Hij is de eerste die zijn zegje mag doen. En hij laat dit moment niet onopgemerkt voorbijgaan. Pol begint de toespraak met een spreuk van zijn kalender. "Scholen leren je niet om…" en de rest van de spreuk moeten jullie tegoed houden. Terwijl ik bezig was met het ontcijferen van het eerste gedeelte, was het tweede deel al uitgesproken en tijdens het nadenken over wat het tweede deel had kunnen zijn, was het eerste deel van de spreuk mij al ontschoten. Maar één ding werd me wel duidelijk: de beste man heeft geen leuke kalender. Niet zo'n Fokke en Sukke geval, met elke dag een leuke strip. En ook geen van Playboy met elke maand een nieuwe schaarsgeklede dame. Nee, dit is een kalender waarop elke dag een wijze spreuk te lezen valt. Zo'n scheurkalender die je beter 's avonds vast kan bekijken, omdat hij slaapverwekkend is in plaats van verfrissend. Op de eerste rij hebben twee figuren de spreuk wel gehoord en zo te zien ook begrepen. De jongen en het meisje knikken instemmend. Hij heeft een bril en is in een net pak gehesen, een beeld zoals je die kunt hebben van een echte nieuwslezer. Zij is ook degelijk gekleed. Op haar hoofd danst een grote bos met bruine krullen. Ze passen wel bij elkaar: beide even serieus en beide met gekruiste handen in hun schoot. Net een echtpaar dat tijdens hun veertigste huwelijksjaar op zondagochtend op de bus naar de kerk wacht.

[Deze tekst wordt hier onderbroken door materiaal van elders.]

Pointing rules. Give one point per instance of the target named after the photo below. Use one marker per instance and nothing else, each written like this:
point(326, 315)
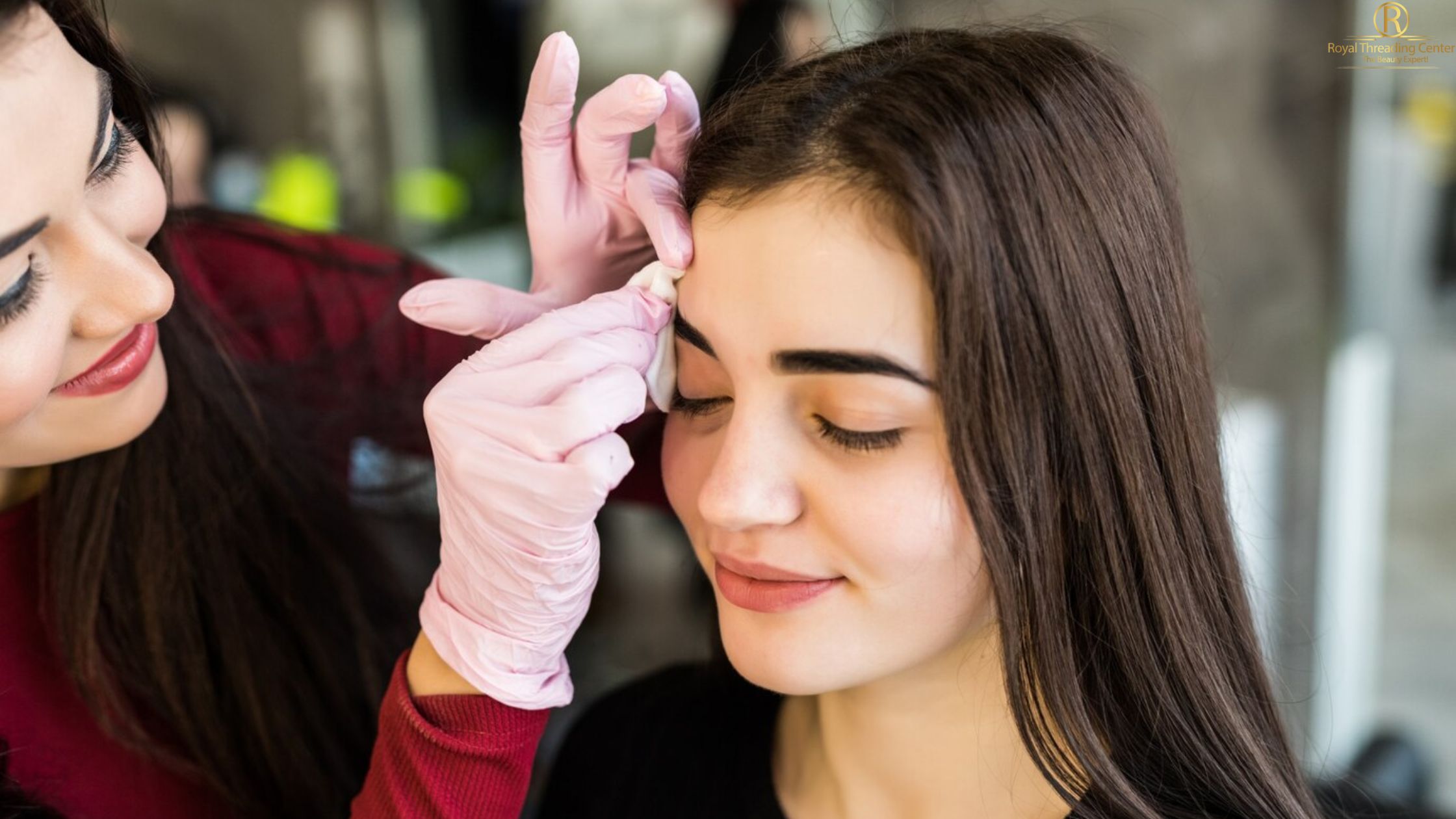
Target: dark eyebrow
point(104, 104)
point(811, 362)
point(9, 244)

Na de toespraak is het wachten. Wachten op de beloftes. Wachten op de handtekeningen. Wachten zoals ik eerder die dag deed in de receptie van TC Tubantia, waar ik in september mijn eerste stage ga lopen. Bij de receptie aangesloten zit ook een servicebalie van Mondial Tours, waar drie zonnebank gebruinde dames lezersreizen van Tubantia-leden verzorgen. Tijdens het wachten op mijn stagebegeleider vang ik een aantal gesprekken op. "Ik zeg tegen die vrouw, ik zeg je moet wel switchen. Dat is verstandiger zeg ik. Maar die vrouw zegt van nee en dat doe ik niet enzo, maarja we moeten toch wel paal en perk stellen." De rossige vrouw, die even daarvoor het gebouw nog kuierend betrad, lijkt te vragen om een bevestiging van haar collega's. En die krijgt ze. Van de zwartharige die ondertussen enkele blaadjes aan elkaar niet. "Ja, dat soort dingen houd je toch wel hoor", zegt ze monotoon. De derde vrouw kent de problemen van de rossige meid. "Gisteren werd ik me toch afgeblaft door een klant; ik was me van geen kwaad bewust!"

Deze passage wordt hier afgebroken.